Cool apanya? Bermanner darimana? Cowok brengsek begini!
Seakan belum cukup, Noah malah makin meneruskan, "Kabarnya beberapa saksi mata pernah melihat arwah gadis kecil itu muncul di jendela." Noah membunyikan lonceng, "Kau ingin melihat gadis kecil itu Alexa?" tanya Noah seraya melirik jam tangan, tatapannya sok prihatin, "Kebetulan sekarang hampir jam sepuluh malam."
"MAMA!" nadaku terkejut saat mendadak Noah menepuk bahuku yang sedang ketakutan— yang tentu saja membuatku tersentak kaget.

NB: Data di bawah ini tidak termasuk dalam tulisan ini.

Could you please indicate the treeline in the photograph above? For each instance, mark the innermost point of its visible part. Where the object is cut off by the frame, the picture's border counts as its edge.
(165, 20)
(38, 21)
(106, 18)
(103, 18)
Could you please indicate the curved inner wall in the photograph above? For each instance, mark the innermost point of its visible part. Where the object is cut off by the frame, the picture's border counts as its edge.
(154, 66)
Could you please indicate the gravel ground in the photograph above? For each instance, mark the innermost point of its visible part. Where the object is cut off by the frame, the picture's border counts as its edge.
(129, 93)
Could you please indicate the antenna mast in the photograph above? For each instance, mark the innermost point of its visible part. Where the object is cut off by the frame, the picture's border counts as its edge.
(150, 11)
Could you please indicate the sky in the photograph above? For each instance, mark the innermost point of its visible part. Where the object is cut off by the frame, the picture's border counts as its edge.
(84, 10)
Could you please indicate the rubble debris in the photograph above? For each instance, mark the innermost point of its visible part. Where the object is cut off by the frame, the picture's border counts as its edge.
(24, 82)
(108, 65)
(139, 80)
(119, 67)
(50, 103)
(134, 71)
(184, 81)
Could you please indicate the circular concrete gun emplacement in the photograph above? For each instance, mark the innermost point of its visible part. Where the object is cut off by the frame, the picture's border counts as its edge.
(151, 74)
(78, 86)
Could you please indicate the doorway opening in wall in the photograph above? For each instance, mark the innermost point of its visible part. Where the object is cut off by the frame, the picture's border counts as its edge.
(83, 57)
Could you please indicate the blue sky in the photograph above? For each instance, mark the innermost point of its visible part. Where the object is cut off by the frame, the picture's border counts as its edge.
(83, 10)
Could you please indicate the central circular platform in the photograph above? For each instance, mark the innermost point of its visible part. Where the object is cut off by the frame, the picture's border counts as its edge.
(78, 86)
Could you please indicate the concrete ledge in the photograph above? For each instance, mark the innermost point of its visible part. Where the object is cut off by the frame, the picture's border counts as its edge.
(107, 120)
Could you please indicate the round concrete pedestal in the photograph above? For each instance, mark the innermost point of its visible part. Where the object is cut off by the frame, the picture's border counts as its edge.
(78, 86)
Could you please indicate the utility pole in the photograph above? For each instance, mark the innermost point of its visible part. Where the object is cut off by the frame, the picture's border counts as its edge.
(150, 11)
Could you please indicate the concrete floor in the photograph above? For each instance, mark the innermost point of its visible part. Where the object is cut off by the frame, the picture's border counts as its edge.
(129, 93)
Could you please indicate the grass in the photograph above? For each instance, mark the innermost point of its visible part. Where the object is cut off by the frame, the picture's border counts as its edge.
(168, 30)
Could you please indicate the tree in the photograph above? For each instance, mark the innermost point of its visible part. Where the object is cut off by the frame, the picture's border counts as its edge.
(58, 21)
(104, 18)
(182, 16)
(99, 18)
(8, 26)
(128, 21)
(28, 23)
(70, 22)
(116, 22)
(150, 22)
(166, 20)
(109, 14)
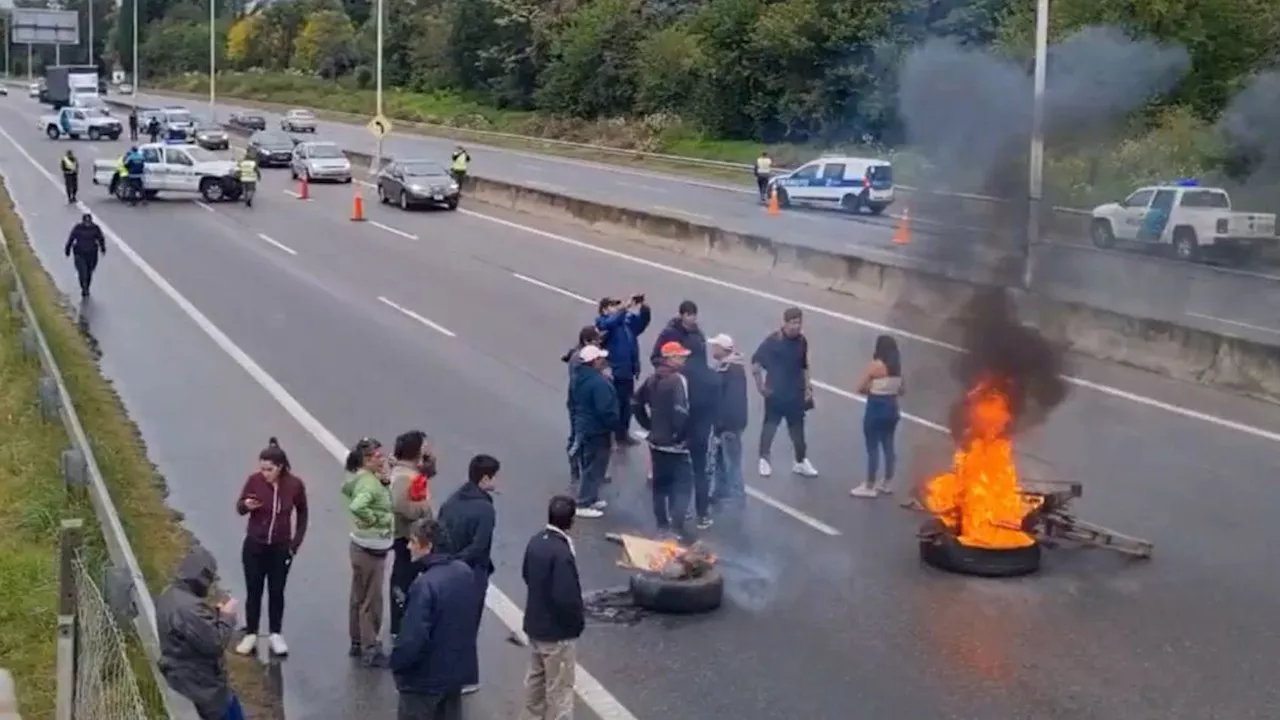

Untung saja batukku tidak kambuh.
"Lihat keatas, siapa tahu toko di belakangmu adalah bekas rumahnya!"
"NOAH!" Aku separuh menjerit. Noah tertawa sendiri pada leluconnya.
Bisa-bisanya dia ngomong begitu.
Wajahku merah dipicu perasaan kesal dan marah, saking marahnya aku sampai ingin menangis keras-keras untuk meluapkan emosi, Noah membuatku terlalu emosional, tapi sebisa mungkin desakan ingin menangis itu kutahan, setidaknya jangan menangis di depan Noah atau berandal ini semakin senang.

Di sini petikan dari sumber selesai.